The negative correlation between perceived organizational culture rigidity by first-line nurse managers and nursing staff gross turnover may reflect rigid surgical domains that can create barriers to external recruitment. While rigidity might ensure protocol adherence in surgical units, excessive rigidity might hinder innovation and adaptability.
Higher organizational culture resistance perceived by first-line nurse managers appears to be associated with lower nursing staff gross turnover, likely indicating that resistance may reflect employee commitment and dedication to particularly improving surgical care settings. In the surgical context, this resistance could signify a strong sense of ownership over the unit’s practices and standards of care. This could indicate that long-serving employees have assumed a strong role in existing practices, which manifests as resistance to change.
Furthermore, the results suggest that certain relationships between first-line nurse managers’ assessments of organizational social context and nursing staff gross turnover vary across surgical care settings. This underscores the context-specific relevance of care setting characteristics in interpreting managerial and staff perspectives. International guidelines could support the systematic recognition and assessment of organizational culture and climate as integral components of healthcare organizations and leadership.

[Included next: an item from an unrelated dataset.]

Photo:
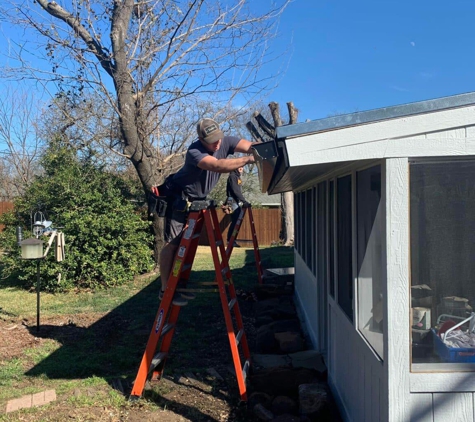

This study contributes to understanding how nursing staff and their first-line nurse managers perceive organizational social context in surgical care settings and how specific dimensions of organizational social context are associated with nurse-focused outcomes. These findings add to the existing evidence on organizational factors relevant to workforce sustainability and quality of care.
Acknowledgements
The authors would like to express their appreciation to the nursing staff and first-line nurse managers who participated in the survey, and to the organizations for their invaluable collaboration. The authors also extend their gratitude to Paula Asikainen, PhD, Adjunct Professor, for her substantial contributions to this research.
Declarations
Ethics approval and consent to participate
The research was conducted in accordance with the Declaration of Helsinki [67]. Permission to use the Organizational Social Context (OSC) measure was obtained from the copyright holder. Research approval to conduct this study was obtained from each target organization, and each organization also assessed the ethical conduct of the research as part of their approval. The guidelines of the Finnish National Board on Research Integrity state that ethics committee approval is not required to conduct opinion surveys without anticipated harm, which was the case for this study [68]. The participants received detailed written information about the study and a data protection notice. They were also informed that participation in the survey was voluntary. Consent was a mandatory requirement for participation. All participants had to voluntarily check a box on the last page of the questionnaire to give their consent. The participants were only officially considered to take part in the study once they had filled in and submitted the survey.
Consent for publication
Not applicable.
Competing interests
The authors declare no competing interests.